In 2015, my husband completed the MDiv program. However, just around that time, we heard of the spousal discount that the Seminary offers. Back in Ghana, I taught English in a secondary school and would have liked to further my studies in the field of English. I had no intention of becoming a pastor but, instead of remaining idle because I could not afford to study English, I could afford to take a program in the Seminary. So I applied to study for a M.A. in Religion and was accepted. We took this as a sign to move on ahead in faith and prayed for God’s guidance.
However, we soon found that the spouse discount was only possible as long as my spouse was a student. I started my studies during the last semester of my husband’s program which meant that I was going to bear the full cost of tuition for the remaining semesters when my spouse was no longer a student. I was willing to continue with the Religion program in faith at the Seminary, but God had another plan — that plan was for me to continue my education in the English Department. The core of the whole issue was that the tuition at the English Department was expensive (way more expensive than that of the Seminary). But my husband encouraged me to move on in faith. God blessed our faith with scholarships and the strength to learn. At last, I could study English.
On January 6, 2018, just as I was about to complete my studies at Andrews, an argument ensued between me and my husband that became intense. The way we dealt with it got us into trouble, especially as foreigners. We almost got deported, and he was taken into immigration custody.
One evening, as I was asking myself, “Why this challenge?”, the Holy Spirit prompted me to listen to some of Bill Gaither’s music. The song that caught my attention was a song by Charles Albert Tindley, “We’ll Understand It Better By and By.” The second verse fit my situation: “Temptations, hidden snares, often take us unaware and our hearts are made to bleed for each thoughtless word or deed and we wonder why the test when we try to do our best.
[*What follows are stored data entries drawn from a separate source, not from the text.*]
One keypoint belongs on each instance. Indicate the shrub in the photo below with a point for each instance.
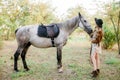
(109, 37)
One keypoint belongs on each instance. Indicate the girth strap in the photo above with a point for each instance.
(52, 40)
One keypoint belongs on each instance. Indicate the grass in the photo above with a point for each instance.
(43, 63)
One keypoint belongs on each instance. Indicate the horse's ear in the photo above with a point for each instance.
(79, 14)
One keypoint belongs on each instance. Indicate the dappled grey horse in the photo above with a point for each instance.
(52, 35)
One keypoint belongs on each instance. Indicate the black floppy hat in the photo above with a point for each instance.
(99, 22)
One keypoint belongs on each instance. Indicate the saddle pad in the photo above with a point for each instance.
(48, 31)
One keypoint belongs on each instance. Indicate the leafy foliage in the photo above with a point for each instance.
(109, 37)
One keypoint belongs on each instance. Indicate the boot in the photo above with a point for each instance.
(95, 73)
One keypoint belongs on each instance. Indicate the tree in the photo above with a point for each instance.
(15, 13)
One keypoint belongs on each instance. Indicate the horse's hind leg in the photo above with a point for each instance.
(23, 56)
(59, 58)
(16, 55)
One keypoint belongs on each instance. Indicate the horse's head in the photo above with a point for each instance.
(84, 24)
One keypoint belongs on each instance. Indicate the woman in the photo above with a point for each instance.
(96, 48)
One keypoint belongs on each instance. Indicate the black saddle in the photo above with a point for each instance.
(50, 31)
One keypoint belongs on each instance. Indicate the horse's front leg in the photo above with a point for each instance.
(16, 55)
(59, 58)
(23, 56)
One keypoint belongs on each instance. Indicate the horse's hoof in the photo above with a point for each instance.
(27, 69)
(16, 70)
(60, 70)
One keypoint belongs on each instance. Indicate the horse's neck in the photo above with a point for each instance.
(70, 25)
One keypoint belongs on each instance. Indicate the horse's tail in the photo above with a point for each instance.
(16, 30)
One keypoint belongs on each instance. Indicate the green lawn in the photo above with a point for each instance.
(42, 63)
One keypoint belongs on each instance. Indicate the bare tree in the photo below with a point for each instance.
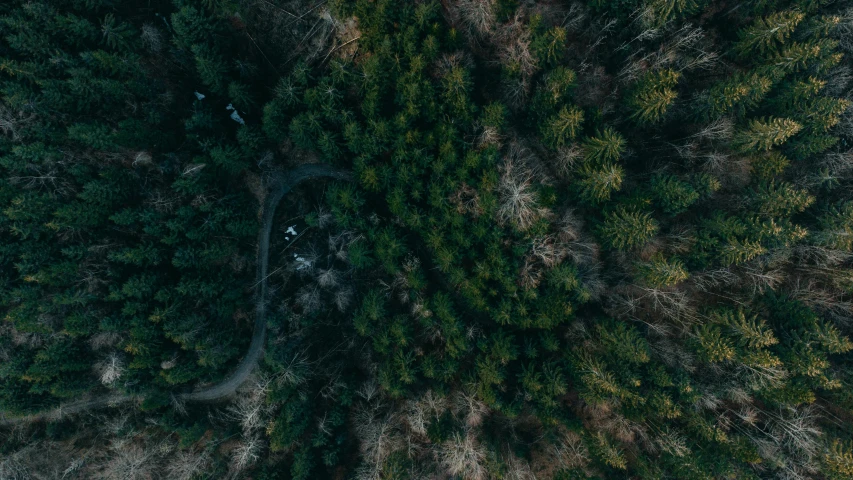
(245, 455)
(110, 369)
(477, 15)
(188, 464)
(463, 456)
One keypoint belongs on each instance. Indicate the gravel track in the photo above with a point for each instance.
(279, 186)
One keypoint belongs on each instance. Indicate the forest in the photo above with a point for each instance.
(426, 239)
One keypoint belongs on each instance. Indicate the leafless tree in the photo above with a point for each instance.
(129, 460)
(463, 456)
(110, 369)
(421, 412)
(188, 464)
(245, 455)
(250, 409)
(478, 16)
(470, 409)
(379, 436)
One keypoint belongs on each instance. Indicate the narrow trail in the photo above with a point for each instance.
(279, 186)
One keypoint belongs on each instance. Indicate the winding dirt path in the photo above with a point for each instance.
(279, 186)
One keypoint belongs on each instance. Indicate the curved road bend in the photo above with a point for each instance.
(280, 186)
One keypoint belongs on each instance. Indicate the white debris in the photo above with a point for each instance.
(303, 263)
(236, 117)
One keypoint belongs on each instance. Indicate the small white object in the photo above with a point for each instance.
(236, 117)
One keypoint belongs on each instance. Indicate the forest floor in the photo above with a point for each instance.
(279, 185)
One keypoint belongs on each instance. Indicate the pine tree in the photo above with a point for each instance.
(768, 32)
(606, 146)
(738, 94)
(763, 134)
(624, 229)
(597, 183)
(652, 96)
(659, 272)
(559, 129)
(674, 196)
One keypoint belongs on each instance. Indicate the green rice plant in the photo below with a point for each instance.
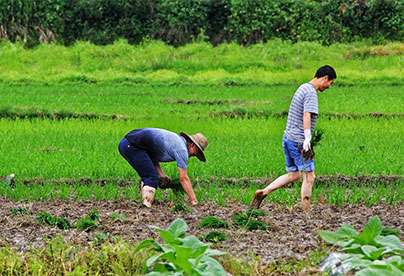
(212, 222)
(215, 236)
(181, 254)
(368, 252)
(51, 220)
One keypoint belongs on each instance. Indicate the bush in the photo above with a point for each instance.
(179, 21)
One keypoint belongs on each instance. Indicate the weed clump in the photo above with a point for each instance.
(215, 236)
(88, 222)
(212, 222)
(18, 211)
(116, 216)
(248, 220)
(55, 221)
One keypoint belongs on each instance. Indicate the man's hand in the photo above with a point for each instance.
(187, 185)
(194, 202)
(307, 139)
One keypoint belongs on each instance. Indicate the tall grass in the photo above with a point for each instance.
(237, 148)
(199, 63)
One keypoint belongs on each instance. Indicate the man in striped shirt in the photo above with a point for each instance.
(302, 118)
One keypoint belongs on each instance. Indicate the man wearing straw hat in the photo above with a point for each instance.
(145, 148)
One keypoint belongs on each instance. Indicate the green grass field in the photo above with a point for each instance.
(63, 112)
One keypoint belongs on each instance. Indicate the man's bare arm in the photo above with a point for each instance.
(187, 185)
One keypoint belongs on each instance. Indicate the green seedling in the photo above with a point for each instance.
(180, 206)
(255, 213)
(94, 214)
(212, 222)
(19, 211)
(88, 222)
(116, 216)
(100, 238)
(215, 236)
(51, 220)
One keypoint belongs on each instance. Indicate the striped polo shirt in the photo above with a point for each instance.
(304, 100)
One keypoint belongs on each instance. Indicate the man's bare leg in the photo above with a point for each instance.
(276, 184)
(307, 185)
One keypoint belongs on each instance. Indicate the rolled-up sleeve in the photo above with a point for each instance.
(181, 157)
(310, 102)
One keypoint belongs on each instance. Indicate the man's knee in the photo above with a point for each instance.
(293, 176)
(311, 177)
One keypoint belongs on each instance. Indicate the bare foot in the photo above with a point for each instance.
(258, 198)
(306, 206)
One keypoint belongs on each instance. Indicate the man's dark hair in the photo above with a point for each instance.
(326, 70)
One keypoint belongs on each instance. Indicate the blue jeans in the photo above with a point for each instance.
(294, 160)
(140, 160)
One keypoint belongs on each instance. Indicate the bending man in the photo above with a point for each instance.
(145, 148)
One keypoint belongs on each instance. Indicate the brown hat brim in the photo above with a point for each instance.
(200, 155)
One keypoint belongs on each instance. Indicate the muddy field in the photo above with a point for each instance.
(291, 233)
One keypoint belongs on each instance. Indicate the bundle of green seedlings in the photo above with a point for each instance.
(315, 140)
(180, 254)
(176, 187)
(376, 250)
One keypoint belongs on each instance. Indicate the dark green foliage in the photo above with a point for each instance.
(181, 254)
(19, 211)
(49, 219)
(215, 236)
(100, 238)
(116, 216)
(180, 206)
(179, 21)
(373, 251)
(255, 213)
(86, 224)
(248, 220)
(212, 222)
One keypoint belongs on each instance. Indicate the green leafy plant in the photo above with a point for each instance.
(18, 211)
(116, 216)
(212, 222)
(215, 236)
(180, 254)
(55, 221)
(248, 220)
(368, 252)
(88, 222)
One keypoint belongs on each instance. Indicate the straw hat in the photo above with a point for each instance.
(200, 142)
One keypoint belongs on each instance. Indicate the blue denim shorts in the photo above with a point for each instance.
(294, 160)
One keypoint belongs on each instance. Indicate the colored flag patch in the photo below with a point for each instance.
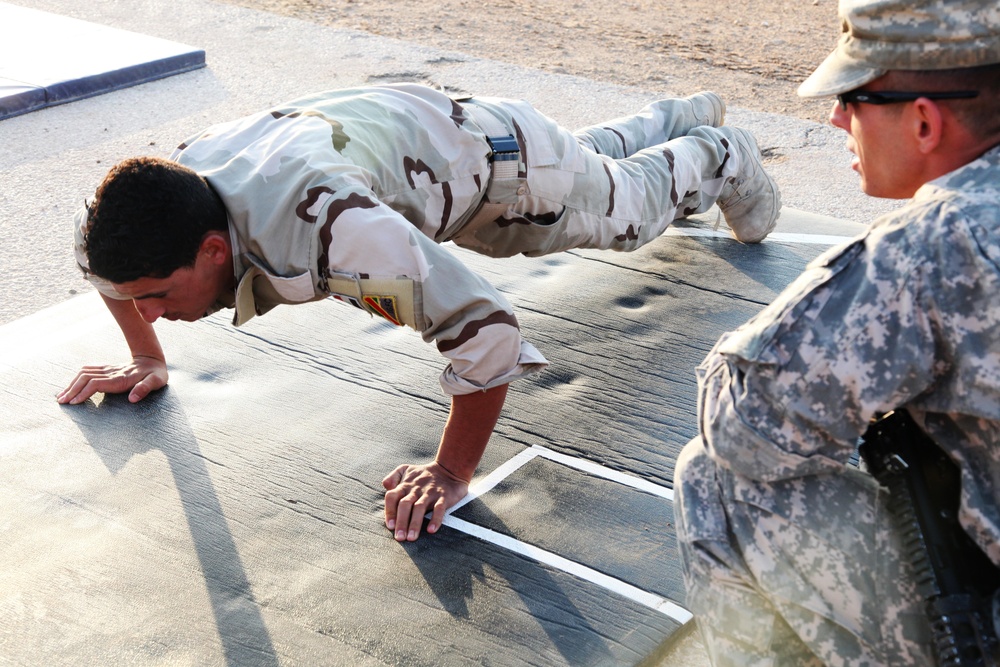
(384, 306)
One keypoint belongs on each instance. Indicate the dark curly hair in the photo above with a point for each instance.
(148, 219)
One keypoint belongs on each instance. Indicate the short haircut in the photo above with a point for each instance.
(978, 114)
(148, 219)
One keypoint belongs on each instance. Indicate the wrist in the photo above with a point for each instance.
(452, 475)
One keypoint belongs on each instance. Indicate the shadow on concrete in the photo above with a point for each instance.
(118, 430)
(567, 627)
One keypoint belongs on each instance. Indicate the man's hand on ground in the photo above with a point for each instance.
(414, 490)
(142, 376)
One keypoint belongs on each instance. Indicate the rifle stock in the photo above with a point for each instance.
(955, 578)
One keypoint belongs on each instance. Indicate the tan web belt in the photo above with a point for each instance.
(505, 159)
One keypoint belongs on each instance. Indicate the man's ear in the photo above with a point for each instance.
(927, 125)
(215, 246)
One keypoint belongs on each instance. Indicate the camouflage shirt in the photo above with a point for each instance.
(361, 185)
(907, 315)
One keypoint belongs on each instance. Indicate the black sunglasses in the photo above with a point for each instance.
(891, 96)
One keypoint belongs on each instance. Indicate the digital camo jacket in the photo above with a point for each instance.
(906, 315)
(347, 194)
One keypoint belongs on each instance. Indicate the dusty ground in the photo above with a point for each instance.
(754, 53)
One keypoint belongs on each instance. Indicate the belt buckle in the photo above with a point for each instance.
(504, 148)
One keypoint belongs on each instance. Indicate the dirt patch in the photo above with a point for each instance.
(754, 54)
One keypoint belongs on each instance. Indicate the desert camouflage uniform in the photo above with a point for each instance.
(364, 184)
(786, 549)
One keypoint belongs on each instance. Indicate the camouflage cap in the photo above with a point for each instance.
(882, 35)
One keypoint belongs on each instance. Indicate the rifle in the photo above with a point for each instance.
(955, 578)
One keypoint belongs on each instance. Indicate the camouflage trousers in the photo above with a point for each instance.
(804, 571)
(616, 185)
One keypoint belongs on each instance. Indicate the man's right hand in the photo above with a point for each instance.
(142, 376)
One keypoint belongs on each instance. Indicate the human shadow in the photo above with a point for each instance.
(567, 627)
(118, 430)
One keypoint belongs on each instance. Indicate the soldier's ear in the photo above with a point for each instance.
(926, 124)
(215, 247)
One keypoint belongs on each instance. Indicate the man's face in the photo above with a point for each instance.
(187, 294)
(884, 154)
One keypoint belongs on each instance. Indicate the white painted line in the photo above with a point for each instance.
(598, 470)
(655, 602)
(487, 483)
(780, 237)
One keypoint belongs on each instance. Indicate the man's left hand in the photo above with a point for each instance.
(414, 490)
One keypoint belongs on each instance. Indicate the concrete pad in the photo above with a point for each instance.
(48, 59)
(235, 518)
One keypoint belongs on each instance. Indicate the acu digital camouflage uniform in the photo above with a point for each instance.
(788, 553)
(348, 194)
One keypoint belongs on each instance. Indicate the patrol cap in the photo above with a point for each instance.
(882, 35)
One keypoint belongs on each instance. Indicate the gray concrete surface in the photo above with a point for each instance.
(52, 159)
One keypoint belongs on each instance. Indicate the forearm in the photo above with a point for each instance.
(470, 425)
(139, 334)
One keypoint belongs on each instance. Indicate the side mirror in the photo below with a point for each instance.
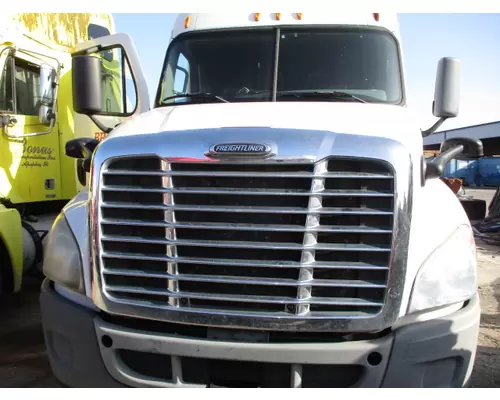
(87, 76)
(82, 149)
(462, 148)
(447, 91)
(47, 94)
(472, 148)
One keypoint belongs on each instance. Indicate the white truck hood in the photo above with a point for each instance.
(393, 122)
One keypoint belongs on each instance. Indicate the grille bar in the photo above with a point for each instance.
(246, 299)
(251, 227)
(243, 245)
(256, 192)
(243, 280)
(250, 210)
(245, 263)
(338, 175)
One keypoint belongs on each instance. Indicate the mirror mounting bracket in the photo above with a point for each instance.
(434, 127)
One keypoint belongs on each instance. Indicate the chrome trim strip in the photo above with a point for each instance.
(174, 146)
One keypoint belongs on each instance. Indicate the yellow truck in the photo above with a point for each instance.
(37, 120)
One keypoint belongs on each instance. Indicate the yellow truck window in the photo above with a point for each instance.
(20, 91)
(6, 87)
We will understand it better by and by.”
Another way God communicated with me during this crisis was through a reminder of a sermon preached the previous week at Pioneer Memorial Church. It was about forgiveness. And that was exactly what I needed to do. Another sermon that spoke to my heart at that time was a sermon by the Pathfinders on the biblical topic of “Be Still and Know That I Am God.” This, too, was an important message because I had to stay calm and trust God for His providence.
One day, during my Bible study time, I came across the biblical quotation cited at the beginning of my testimony and I was then comforted by the words, I cried out to God for help; I cried out to God to hear me. When I was in distress, I sought the Lord (Psalm 77:1, 2a NIV).
God answered my prayers by providing the amount of money I needed for my husband to be released through the generosity of a good family friend of ours.
God listens and answers my prayers, but His answers have to be worked out or revealed through human agencies. It is interesting to note how our daily acts, which we may take for granted, may be an answer to another person’s prayer. In my story, I appreciate all the people who availed themselves for God’s answers to my prayers to be realized. They were angels in the outfield.
Finally, to the glory of God, I have completed Andrews University with a Master of Arts degree in the Teaching of English to Speakers of Other Languages (M.A. in TESOL). On my graduation day, I was beaming with smiles. Of all the graduates receiving their diplomas, I think I was the happiest because I knew I had come that far only by the providence of God.